Um pouco de água e um pouco de frutas silvestres

Um pouco de água e um pouco de frutas silvestres

POSTADO EM 30 de Setembro de 2019

Um pouco de água e um pouco de frutas silvestres


Image title



São Francisco de Assis estava banhando os leprosos e de repente foi surpreendido com alguém gritando: Francisco, Francisco, a capela! Ele então foi ver o que tinha acontecido e quando se aproximou viu que a capela de São Damião que havia reformado estava em chamas. Quando se aproxima ainda mais vê uma pessoa caída no chão.


Como sem entender o que estava havendo escuta-lhe dizerem: Os soldados do bispo queriam entrar na capela e ele tentou impedir, e o estrangularam. Francisco nesse momento se silencia. E depois de um tempo de meditação diz: Por quê? O que fiz de errado? Preciso saber? Se estiver fazendo algo errado preciso saber o que e somente uma pessoa pode me ajudar.


Francisco vai ao encontro do Papa Inocêncio III e estando diante dele lhe confessa algo muito simples e profundo. Diz Francisco: Eu tenho observado as cotovias e elas só precisam de um pouco de água e um pouco de frutas silvestres e aí elas voam para o céu e cantam, então, eu imaginei que também cada um de nós pudéssemos ser como uma cotovia, viver apenas com um pouco, somente o necessário, e assim seriamos livres como os pássaros e poderíamos viver para cantar ao Criador pelas maravilhas que criaste.
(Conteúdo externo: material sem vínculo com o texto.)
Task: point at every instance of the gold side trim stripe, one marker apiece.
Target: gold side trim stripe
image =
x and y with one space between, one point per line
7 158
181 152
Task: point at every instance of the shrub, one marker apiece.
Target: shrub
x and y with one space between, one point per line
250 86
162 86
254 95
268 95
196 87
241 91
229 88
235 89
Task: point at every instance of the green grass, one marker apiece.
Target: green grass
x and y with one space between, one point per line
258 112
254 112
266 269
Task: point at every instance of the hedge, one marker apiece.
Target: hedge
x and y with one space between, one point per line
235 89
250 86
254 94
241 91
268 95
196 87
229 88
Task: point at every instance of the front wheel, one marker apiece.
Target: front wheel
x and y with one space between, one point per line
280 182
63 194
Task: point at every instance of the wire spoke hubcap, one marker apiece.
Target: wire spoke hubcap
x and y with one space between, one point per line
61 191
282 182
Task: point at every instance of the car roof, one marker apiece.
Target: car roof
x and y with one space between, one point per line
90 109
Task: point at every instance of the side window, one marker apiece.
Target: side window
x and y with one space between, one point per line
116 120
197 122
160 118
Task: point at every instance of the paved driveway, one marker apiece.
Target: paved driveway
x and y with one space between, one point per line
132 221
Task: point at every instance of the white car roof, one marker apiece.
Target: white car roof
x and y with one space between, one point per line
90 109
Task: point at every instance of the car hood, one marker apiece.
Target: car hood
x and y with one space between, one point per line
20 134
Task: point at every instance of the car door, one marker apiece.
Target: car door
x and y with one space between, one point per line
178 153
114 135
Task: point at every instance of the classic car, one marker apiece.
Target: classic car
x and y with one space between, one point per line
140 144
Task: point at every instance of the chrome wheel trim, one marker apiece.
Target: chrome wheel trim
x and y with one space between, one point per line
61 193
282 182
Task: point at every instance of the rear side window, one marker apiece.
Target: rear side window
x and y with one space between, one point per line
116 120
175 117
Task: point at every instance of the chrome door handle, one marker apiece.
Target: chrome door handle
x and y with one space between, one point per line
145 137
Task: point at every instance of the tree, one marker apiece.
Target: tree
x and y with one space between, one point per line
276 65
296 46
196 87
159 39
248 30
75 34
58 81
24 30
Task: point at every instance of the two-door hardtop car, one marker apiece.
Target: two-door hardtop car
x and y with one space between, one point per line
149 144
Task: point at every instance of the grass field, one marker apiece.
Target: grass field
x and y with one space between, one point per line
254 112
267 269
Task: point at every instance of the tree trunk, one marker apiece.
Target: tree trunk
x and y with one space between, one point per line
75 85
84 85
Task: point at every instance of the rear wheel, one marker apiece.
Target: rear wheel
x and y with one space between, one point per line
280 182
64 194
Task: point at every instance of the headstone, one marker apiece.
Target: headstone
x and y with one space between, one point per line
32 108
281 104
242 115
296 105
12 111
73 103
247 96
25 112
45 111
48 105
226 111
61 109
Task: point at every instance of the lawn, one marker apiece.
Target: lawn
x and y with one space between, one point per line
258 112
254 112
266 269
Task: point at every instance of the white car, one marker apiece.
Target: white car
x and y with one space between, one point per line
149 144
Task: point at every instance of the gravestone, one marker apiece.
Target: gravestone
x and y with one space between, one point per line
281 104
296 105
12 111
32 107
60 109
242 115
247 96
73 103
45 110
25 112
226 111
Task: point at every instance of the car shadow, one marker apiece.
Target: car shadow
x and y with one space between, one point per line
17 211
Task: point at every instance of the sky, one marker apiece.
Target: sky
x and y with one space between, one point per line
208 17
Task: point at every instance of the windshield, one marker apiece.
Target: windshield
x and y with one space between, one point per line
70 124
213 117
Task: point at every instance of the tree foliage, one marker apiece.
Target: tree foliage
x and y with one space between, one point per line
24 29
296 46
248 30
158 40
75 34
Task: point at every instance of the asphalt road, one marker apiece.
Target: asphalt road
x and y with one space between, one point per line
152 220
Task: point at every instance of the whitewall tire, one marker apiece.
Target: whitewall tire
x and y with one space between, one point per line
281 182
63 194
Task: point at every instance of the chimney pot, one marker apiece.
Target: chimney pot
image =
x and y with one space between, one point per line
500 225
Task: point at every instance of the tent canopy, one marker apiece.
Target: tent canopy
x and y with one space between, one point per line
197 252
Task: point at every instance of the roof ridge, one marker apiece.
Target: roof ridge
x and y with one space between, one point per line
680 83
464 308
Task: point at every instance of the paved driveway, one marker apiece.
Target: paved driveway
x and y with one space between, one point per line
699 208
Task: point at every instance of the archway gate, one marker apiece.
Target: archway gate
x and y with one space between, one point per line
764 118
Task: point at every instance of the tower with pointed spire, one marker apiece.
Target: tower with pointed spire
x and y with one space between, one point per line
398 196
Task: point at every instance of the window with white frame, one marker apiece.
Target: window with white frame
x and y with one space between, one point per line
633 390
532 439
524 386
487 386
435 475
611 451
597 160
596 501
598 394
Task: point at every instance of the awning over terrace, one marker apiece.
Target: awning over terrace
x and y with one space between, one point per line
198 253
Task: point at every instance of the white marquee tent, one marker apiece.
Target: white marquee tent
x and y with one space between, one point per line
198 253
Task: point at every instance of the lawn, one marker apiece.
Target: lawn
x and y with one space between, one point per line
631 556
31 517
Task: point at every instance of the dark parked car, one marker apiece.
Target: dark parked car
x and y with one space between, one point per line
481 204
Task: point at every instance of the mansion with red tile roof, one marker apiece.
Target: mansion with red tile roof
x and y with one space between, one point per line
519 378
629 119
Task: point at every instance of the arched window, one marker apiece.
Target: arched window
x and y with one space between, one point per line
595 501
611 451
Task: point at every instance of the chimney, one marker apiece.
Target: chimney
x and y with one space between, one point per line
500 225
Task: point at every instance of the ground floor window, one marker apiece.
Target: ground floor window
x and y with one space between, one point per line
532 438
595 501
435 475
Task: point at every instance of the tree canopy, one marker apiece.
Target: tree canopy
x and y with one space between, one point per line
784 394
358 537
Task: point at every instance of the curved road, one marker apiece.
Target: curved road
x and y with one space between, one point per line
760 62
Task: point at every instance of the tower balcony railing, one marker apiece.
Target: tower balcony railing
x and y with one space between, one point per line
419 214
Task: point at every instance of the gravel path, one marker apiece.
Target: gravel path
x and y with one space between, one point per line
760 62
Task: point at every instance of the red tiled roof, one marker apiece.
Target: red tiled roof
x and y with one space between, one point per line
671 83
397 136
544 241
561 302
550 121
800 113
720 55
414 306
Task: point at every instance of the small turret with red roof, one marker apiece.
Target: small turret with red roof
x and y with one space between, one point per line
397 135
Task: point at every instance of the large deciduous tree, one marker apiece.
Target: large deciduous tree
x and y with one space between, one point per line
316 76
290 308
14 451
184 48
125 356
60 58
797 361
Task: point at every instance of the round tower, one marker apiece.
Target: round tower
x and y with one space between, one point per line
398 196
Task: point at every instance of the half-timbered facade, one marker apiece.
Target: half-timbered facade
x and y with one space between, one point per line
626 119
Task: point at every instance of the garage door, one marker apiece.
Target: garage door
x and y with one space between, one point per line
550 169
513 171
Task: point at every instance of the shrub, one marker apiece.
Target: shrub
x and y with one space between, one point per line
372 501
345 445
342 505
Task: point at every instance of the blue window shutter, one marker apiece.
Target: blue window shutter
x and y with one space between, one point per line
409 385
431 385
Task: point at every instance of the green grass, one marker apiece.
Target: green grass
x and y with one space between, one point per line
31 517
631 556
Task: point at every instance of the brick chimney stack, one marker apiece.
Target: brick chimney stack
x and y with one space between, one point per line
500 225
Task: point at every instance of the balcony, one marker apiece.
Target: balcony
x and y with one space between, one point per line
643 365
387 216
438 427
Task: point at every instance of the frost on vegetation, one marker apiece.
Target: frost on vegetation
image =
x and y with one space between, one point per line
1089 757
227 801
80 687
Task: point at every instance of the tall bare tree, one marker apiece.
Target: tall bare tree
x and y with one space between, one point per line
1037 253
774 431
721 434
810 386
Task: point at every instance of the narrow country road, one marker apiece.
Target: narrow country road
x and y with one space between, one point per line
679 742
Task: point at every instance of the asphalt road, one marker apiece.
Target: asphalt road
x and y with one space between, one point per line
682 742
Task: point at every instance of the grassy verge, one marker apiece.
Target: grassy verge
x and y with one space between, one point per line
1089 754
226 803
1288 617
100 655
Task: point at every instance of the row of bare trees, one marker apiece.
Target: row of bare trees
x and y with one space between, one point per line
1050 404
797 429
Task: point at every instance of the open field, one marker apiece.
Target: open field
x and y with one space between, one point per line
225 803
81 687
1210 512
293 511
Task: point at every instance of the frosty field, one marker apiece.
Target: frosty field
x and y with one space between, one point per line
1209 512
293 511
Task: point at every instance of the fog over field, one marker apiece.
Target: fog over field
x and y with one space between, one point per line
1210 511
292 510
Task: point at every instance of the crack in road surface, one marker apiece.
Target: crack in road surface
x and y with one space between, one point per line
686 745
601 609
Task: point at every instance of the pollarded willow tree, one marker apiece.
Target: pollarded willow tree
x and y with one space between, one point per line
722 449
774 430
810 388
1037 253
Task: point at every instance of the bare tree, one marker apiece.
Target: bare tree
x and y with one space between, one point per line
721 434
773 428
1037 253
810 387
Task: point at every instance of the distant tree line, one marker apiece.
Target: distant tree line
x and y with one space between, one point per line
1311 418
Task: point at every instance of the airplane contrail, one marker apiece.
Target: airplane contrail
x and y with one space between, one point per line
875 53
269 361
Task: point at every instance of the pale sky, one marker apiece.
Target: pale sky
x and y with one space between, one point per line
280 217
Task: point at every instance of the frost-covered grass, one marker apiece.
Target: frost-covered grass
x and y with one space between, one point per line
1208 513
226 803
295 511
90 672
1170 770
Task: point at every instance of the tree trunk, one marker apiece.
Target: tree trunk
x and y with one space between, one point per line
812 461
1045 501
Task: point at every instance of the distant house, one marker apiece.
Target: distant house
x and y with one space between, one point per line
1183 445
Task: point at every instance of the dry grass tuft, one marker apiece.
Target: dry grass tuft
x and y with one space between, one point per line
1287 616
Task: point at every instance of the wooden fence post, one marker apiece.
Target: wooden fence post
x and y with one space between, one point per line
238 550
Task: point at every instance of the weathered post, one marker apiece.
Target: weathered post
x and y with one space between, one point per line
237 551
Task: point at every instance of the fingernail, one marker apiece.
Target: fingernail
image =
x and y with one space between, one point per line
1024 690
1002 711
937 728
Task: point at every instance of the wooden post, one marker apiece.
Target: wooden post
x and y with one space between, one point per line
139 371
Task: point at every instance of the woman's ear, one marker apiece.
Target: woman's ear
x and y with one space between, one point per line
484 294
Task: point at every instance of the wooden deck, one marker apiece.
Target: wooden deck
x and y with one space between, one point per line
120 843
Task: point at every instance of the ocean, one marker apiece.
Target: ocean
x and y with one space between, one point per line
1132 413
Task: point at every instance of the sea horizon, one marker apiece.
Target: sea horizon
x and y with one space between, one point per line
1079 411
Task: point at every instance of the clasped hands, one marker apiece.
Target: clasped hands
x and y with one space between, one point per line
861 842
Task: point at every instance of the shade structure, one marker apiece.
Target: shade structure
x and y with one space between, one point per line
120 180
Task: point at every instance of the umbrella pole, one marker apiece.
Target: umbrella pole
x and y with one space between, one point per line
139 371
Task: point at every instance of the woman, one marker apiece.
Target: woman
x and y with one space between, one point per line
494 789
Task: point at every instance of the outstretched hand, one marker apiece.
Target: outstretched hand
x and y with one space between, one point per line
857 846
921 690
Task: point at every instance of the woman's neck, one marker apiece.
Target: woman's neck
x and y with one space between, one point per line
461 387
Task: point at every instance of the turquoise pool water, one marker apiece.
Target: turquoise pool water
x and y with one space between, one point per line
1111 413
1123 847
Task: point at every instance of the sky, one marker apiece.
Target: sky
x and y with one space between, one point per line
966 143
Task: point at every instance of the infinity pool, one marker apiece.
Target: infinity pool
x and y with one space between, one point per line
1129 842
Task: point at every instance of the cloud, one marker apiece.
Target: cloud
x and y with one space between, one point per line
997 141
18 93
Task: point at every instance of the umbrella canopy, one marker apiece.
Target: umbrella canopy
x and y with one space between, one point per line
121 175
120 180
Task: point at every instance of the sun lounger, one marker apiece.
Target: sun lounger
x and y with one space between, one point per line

O Papa se emociona com as palavras de Francisco e reconhece que estava diante de alguém que foi escolhido por Deus para sentir sua presença por meio da Criação. Francisco era um homem terno e ao mesmo tempo cheio de vigor. Francisco continua ser inspiração para se viver o ideal cristão em sua radicalidade maior, isto é, na pobreza.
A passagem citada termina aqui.